Rss Feed
  1. Peluk Frasa untuk Azizah

    Saturday, 12 March 2016

    Minggu, 13 Maret 2016

    Dan ketika banyak orang mencari nilai sebuah kekuatan, mereka lupa bahwa sejatinya kekuatan itu sudah di depan mata, hadir dalam sebuah amal  menerima. Iya, penerimaan atas segala scenario Allah terhadap kita sebagai seorang hamba.

    Dusun Gampingcilik, Desa Tegalrejo, Kecamatan Bayat, Klaten, dalam rumah sederhana Keluarga Bapak Wagiyono  dipinggir jalan Klaten – Gunungkidul beberapa ratus meter dari SD N Tegelrejo, Allah menitipkan sebuah kekuatan di sana.

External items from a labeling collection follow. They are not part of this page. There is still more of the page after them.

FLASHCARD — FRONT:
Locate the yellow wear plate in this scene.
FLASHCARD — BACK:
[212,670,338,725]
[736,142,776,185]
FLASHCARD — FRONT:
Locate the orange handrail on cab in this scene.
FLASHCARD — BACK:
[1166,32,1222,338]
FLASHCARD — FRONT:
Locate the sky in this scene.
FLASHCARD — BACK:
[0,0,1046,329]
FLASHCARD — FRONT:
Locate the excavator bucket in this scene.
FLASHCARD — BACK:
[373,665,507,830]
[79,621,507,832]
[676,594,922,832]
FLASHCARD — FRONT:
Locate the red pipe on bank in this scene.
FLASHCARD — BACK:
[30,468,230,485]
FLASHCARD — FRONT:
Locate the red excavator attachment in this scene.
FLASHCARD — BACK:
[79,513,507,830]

Bocah berusia lima tahun itu, resmi mengambil hati saya.
    Tanpa perlu mencuri, hati ini lekas terpaut pada bait pertama saya membaca ceritanya. Nyata, kebijakan penggunaan media social berhasil membuka jalan pertemuan kami.

    Broadcast dari Bunda Wahyu dalam grup Istitut Ibu Profesional Solo adalah gerbang pertama, yang lantas saya tularkan di grup Laskar Sedekah Surakarta. Tidak banyak yang saya lakukan saat itu, namun satu yang pasti. Mencari kebenaran informasi tersebut adalah langkah pertama.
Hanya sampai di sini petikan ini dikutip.